A lot has changed since DNA testing started in the cattle industry. Hair samples were a beginning. They were fine for what they were. But genetic testing has taken some huge leaps, and Neogen's Stewart Bauck says it's time producers move to Allflex tissue sampling units (TSU).
"These units are the only way to collect high-quality DNA samples today. That is important for a consistently fast turnaround, with the best possible data. TSUs are self-contained, have a bar code, and are highly amenable to automation and robotics. Because that improves turnaround time, it helps lower costs."
Bauck notes Neogen doesn't own shares in Allflex, nor does the company benefit in any way from promoting the use of TSUs.
"Our benefit is that we get a good sample that we can automate," he explains. "We need cattle producers to buy into a good quality system, because it helps the industry as a whole."
Bauck speaks from experience. He says Neogen's lab in Lincoln, Nebraska, still gets hair samples in bags. Often the hair is pulled out of a tail switch, with manure still attached. These samples sometimes have no follicles—important because that's where the DNA is.
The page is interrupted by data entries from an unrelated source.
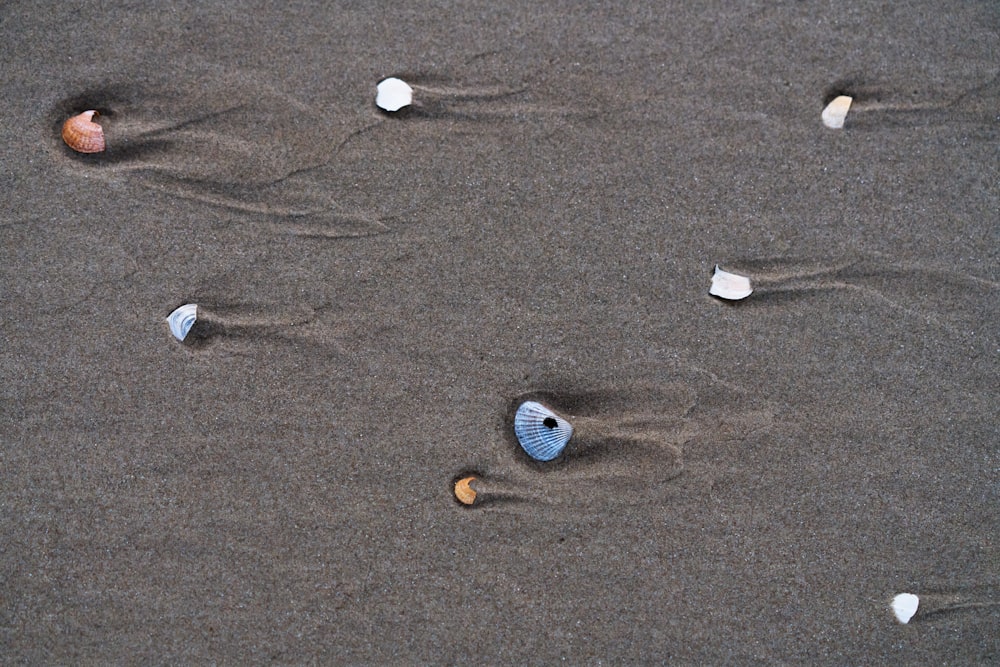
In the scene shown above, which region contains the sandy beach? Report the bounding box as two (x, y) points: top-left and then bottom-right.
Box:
(0, 0), (1000, 665)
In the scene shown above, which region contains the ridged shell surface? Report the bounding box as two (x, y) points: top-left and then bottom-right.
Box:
(167, 303), (198, 341)
(62, 111), (104, 153)
(514, 401), (573, 461)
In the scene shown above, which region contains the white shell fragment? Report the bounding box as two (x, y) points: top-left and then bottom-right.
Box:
(514, 401), (573, 461)
(708, 264), (753, 301)
(822, 95), (854, 130)
(375, 76), (413, 111)
(167, 303), (198, 341)
(892, 593), (920, 623)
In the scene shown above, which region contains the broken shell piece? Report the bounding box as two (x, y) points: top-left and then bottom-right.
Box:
(455, 477), (476, 505)
(167, 303), (198, 342)
(892, 593), (920, 624)
(708, 264), (753, 301)
(514, 401), (573, 461)
(63, 110), (104, 153)
(375, 76), (413, 111)
(822, 95), (854, 130)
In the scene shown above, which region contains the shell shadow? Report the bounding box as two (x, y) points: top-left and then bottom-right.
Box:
(503, 386), (690, 482)
(167, 303), (343, 354)
(51, 68), (398, 239)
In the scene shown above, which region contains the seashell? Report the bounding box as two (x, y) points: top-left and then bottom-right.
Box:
(375, 76), (413, 111)
(455, 477), (476, 505)
(63, 110), (104, 153)
(708, 264), (753, 301)
(892, 593), (920, 624)
(514, 401), (573, 461)
(167, 303), (198, 342)
(822, 95), (854, 130)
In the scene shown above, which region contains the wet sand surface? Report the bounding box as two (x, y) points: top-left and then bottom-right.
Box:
(0, 2), (1000, 664)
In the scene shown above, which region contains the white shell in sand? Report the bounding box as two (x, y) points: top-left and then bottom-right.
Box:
(892, 593), (920, 623)
(708, 264), (753, 301)
(375, 76), (413, 111)
(823, 95), (854, 130)
(167, 303), (198, 341)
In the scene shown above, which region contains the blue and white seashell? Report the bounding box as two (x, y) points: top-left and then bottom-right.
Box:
(514, 401), (573, 461)
(167, 303), (198, 341)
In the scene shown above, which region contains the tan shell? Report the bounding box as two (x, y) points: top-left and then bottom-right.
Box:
(455, 477), (476, 505)
(63, 110), (104, 153)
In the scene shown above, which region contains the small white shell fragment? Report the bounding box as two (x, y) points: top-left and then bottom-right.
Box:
(892, 593), (920, 623)
(708, 264), (753, 301)
(375, 76), (413, 111)
(823, 95), (854, 130)
(167, 303), (198, 342)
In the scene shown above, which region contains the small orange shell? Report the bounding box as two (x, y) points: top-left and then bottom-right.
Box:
(455, 477), (476, 505)
(63, 111), (104, 153)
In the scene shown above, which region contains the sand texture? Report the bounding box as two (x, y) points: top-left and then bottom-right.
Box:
(0, 0), (1000, 665)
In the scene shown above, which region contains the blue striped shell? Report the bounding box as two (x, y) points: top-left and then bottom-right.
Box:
(514, 401), (573, 461)
(167, 303), (198, 341)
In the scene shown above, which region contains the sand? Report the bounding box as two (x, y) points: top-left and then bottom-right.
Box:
(0, 1), (1000, 664)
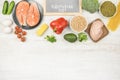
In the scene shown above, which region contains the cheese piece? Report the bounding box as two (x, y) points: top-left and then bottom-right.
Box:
(36, 24), (48, 36)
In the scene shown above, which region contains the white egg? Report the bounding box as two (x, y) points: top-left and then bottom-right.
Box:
(4, 27), (12, 34)
(2, 19), (13, 27)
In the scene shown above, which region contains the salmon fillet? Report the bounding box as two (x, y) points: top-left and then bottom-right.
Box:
(16, 1), (30, 25)
(27, 2), (40, 27)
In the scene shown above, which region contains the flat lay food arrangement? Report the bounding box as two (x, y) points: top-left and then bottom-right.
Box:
(0, 0), (120, 43)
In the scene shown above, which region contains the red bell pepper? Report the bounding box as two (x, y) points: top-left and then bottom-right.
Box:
(50, 17), (68, 34)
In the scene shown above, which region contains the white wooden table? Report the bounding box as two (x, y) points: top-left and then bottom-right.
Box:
(0, 0), (120, 80)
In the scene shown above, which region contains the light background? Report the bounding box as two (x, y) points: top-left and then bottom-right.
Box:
(0, 0), (120, 80)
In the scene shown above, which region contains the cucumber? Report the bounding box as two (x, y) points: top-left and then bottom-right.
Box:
(2, 1), (9, 15)
(64, 33), (77, 43)
(7, 1), (15, 15)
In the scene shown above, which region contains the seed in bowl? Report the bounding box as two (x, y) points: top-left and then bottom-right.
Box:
(70, 16), (87, 32)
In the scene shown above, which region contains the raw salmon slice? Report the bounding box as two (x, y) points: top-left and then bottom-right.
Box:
(16, 1), (30, 25)
(27, 2), (40, 27)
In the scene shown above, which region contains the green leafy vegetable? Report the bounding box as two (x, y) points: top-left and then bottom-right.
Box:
(45, 35), (57, 43)
(82, 0), (99, 13)
(78, 33), (88, 42)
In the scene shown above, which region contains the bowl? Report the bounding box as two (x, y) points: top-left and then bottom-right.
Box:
(70, 15), (87, 33)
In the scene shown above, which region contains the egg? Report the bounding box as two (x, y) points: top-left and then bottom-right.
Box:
(4, 27), (12, 34)
(2, 19), (13, 27)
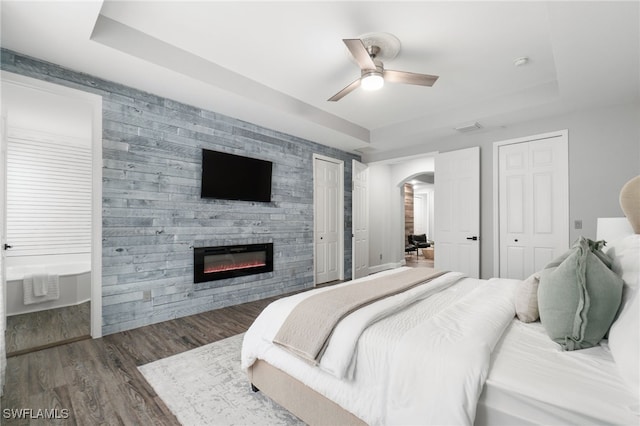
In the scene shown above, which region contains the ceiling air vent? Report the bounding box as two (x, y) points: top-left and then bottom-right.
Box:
(455, 121), (482, 133)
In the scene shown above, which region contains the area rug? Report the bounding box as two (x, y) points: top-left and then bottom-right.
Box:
(138, 334), (304, 426)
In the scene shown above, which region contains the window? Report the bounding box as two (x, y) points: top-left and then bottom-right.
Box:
(7, 130), (91, 256)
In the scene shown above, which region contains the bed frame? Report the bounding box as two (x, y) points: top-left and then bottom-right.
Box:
(247, 359), (366, 426)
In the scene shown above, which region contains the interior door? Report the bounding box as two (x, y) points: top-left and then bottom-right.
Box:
(352, 160), (369, 279)
(498, 135), (569, 279)
(433, 147), (480, 278)
(0, 115), (7, 395)
(314, 158), (341, 284)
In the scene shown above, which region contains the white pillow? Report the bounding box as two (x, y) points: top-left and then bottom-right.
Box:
(606, 234), (640, 398)
(609, 290), (640, 400)
(516, 273), (540, 322)
(605, 234), (640, 297)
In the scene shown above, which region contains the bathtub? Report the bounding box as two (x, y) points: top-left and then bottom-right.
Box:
(5, 253), (91, 316)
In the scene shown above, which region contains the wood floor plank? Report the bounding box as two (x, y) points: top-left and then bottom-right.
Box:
(5, 302), (91, 357)
(0, 292), (290, 426)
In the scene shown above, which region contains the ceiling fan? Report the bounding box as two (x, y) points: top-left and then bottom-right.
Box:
(328, 33), (438, 102)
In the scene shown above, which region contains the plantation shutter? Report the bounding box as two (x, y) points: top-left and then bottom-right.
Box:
(7, 133), (92, 256)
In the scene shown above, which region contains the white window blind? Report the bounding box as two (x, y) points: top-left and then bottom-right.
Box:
(6, 133), (91, 256)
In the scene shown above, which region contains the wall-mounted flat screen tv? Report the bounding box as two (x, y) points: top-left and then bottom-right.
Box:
(201, 149), (273, 202)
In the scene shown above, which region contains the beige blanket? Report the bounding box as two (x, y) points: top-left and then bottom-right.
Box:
(273, 268), (446, 364)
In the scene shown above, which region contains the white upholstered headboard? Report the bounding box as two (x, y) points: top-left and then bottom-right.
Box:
(596, 217), (633, 243)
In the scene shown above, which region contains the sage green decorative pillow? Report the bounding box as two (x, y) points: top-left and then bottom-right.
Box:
(538, 237), (623, 351)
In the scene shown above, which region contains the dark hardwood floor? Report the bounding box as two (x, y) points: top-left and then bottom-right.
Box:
(5, 302), (91, 357)
(0, 298), (276, 425)
(0, 272), (410, 426)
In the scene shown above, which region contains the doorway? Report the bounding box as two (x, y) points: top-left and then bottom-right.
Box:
(313, 154), (344, 285)
(494, 130), (569, 279)
(0, 71), (102, 355)
(403, 172), (435, 268)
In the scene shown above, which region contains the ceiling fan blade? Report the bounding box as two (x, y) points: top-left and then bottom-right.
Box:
(327, 79), (360, 102)
(342, 38), (376, 70)
(384, 70), (438, 86)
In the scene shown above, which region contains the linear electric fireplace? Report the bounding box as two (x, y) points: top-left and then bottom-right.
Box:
(193, 243), (273, 283)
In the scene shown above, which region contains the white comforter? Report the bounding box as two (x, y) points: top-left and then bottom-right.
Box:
(242, 271), (515, 424)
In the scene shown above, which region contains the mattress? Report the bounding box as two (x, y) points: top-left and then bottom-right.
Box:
(475, 319), (640, 425)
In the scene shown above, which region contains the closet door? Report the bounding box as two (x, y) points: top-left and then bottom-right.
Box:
(434, 147), (480, 278)
(498, 134), (569, 279)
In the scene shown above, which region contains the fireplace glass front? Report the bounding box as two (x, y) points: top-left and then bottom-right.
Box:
(193, 243), (273, 283)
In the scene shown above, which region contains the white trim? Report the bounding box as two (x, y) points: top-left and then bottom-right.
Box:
(312, 153), (344, 287)
(369, 259), (407, 275)
(0, 71), (102, 339)
(493, 129), (569, 277)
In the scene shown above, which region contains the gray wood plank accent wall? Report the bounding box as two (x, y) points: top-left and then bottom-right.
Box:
(1, 49), (360, 334)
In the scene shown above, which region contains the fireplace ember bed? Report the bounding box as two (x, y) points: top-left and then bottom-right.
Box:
(193, 243), (273, 283)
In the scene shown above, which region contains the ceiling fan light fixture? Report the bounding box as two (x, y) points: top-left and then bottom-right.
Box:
(360, 71), (384, 90)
Blood cards are often no better. Sometimes wet, they often don't have enough blood to test. Some samples come in contaminated with tattoo ink or chemicals that were applied to animals as they were processed.
Two things happen when a lab gets a bad sample. First, DNA testing is delayed. Second, results can be off. Both defeat the reason for testing in the first place.
Jackie Atkins, director of science and education with the American Simmental Association (ASA), says producers who want the best turnaround times need to send all required information when ordering these tests. Short cuts often lead to confusion and delayed results.
"This means we need to send follow-up emails or make phone calls to get the necessary information here at ASA," she says. "Misidentification is common when this happens because samples go to the lab without proper identification and paperwork and they go into a mystery box, to be deciphered by the laboratory and ASA staff later."
Like Bauck, she says poor sampling techniques are another sure way to have testing fail. That can add weeks to months to a timeline.
Common reasons Atkins and Bauck report for failed DNA testing include:
· Cross-contamination between animals
· Fecal matter and dirt in a sample
· Insect repellent contaminating a sample
· Heat exposure to samples
· Extended storage of samples
Neogen's Bauck says he has one guarantee when it comes to DNA samples. It's a 100% guarantee.
"Send me a bad sample, and I'll send you a bad result. Send me a good sample and I'll send you a good result."